A similar approach was piloted as part of a California study. The study compared changes in weight, labwork, eating behavior, eating attitudes, and psychology (self-esteem, depression, body image) between two groups of women receiving 6 months of weekly group education. The first group received behavior-based weight loss education which included nutrition information, moderate calorie and fat restriction, keeping a food diary, and monitoring weight. The second group used a Health At Every Size (HAES) approach which focused on body acceptance, decreasing restrictive eating, increasing attendance to internal cues for hunger and satiety, nutrition information, and addressing barriers to enjoyable physical activity.

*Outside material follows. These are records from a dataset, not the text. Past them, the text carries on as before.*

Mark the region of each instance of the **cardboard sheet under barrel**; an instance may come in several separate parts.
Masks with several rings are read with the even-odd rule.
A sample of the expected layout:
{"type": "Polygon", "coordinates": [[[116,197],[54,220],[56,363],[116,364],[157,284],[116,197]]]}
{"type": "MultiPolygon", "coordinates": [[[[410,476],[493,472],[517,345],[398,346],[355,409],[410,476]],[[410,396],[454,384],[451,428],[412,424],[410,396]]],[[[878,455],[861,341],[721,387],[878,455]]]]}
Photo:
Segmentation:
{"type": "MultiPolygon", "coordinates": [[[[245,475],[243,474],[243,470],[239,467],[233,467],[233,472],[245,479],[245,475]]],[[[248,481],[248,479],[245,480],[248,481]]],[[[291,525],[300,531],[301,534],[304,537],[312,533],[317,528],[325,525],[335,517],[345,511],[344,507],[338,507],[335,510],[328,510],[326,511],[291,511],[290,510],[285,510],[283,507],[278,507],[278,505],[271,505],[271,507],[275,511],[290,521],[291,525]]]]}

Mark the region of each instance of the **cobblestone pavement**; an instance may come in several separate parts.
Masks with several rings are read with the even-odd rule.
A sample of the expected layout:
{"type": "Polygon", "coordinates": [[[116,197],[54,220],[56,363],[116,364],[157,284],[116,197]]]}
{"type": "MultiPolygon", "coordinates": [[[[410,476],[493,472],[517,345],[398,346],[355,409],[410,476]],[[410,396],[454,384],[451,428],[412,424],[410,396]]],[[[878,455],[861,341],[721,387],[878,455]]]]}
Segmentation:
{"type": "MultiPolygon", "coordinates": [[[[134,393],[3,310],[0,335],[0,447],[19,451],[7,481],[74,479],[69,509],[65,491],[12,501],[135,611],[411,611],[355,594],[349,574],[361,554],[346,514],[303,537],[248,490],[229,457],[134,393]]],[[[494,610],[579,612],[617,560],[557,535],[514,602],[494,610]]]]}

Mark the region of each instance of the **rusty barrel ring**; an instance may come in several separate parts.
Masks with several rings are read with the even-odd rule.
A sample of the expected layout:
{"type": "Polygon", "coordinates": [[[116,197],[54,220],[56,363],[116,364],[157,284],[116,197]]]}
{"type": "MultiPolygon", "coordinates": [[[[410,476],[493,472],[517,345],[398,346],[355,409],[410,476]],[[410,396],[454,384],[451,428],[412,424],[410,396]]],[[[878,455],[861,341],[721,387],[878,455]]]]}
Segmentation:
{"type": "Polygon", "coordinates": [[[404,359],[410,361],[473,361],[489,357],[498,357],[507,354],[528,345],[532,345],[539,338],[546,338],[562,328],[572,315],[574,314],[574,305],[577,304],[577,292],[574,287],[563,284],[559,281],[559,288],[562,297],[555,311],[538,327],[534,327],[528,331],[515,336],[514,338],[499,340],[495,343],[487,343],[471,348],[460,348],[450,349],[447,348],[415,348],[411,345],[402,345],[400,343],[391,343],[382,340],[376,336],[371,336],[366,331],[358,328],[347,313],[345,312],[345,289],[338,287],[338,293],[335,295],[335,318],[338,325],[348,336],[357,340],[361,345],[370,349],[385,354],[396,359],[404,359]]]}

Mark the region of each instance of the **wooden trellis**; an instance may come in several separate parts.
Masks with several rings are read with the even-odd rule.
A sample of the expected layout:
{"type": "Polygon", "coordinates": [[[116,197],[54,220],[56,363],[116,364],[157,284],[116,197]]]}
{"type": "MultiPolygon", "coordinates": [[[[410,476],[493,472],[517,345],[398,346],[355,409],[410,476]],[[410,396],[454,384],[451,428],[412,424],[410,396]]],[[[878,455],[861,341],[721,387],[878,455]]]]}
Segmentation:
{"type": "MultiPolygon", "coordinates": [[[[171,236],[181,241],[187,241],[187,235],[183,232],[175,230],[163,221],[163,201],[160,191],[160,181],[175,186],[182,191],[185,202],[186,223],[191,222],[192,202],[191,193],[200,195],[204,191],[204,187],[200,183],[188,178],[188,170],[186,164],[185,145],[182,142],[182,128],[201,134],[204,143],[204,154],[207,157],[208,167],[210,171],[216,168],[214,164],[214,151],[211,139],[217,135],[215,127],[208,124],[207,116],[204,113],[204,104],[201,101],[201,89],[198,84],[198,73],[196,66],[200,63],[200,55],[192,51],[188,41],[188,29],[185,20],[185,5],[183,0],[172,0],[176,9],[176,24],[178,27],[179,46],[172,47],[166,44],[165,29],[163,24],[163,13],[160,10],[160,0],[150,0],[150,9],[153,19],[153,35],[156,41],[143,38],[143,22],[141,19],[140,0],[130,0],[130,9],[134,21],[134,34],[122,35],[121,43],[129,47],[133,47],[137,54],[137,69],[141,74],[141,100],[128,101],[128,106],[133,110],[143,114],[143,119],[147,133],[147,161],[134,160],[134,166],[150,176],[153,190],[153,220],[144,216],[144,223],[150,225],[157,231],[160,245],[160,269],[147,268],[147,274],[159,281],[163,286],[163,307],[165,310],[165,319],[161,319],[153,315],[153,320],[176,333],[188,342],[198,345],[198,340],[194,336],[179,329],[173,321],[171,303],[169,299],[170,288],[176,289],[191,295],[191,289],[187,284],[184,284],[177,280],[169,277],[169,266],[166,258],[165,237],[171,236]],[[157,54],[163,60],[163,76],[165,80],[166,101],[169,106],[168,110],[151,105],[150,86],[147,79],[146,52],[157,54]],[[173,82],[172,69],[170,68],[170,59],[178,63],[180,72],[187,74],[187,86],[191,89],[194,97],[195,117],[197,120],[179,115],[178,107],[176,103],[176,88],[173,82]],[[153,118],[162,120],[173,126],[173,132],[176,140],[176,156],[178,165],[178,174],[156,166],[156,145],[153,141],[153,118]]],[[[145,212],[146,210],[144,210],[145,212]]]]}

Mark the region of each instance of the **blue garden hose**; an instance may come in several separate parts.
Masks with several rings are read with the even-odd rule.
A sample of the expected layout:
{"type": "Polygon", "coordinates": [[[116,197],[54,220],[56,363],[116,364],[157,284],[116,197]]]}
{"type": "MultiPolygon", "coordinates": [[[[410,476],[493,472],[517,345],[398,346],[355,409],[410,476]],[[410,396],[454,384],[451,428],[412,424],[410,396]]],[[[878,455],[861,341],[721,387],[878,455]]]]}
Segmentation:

The results were pretty striking. At the two-year follow-up point, the HAES group showed sustained and significant improvements in total cholesterol, LDL, blood pressure, moderate physical activity, restricted eating, susceptibility to hunger, body dissatisfaction, and self-esteem. The diet group did not sustain positive changes in any of these areas, and in fact, self-esteem was shown to be significantly worse at the two-year follow-up point. Fifty-three per cent of the diet participants expressed feelings of failure, compared with 0% of the HAES group.
It's important to remember, too, that medical providers are not protected from the influence of the wider culture by virtue of their training or education. They are inundated with the same images, messages, and societal pressures, which can and do travel with them into patient-care interactions, further influenced by medical provider's feelings about their own relationship with size, shape, food, and exercise. So if we experience weight prejudice in a medical setting, it's important to remember that there are very powerful forces at work, and that we have a right to receive respectful and supportive medical care - not the least of which is balanced, accurate information about the relationship between weight and health.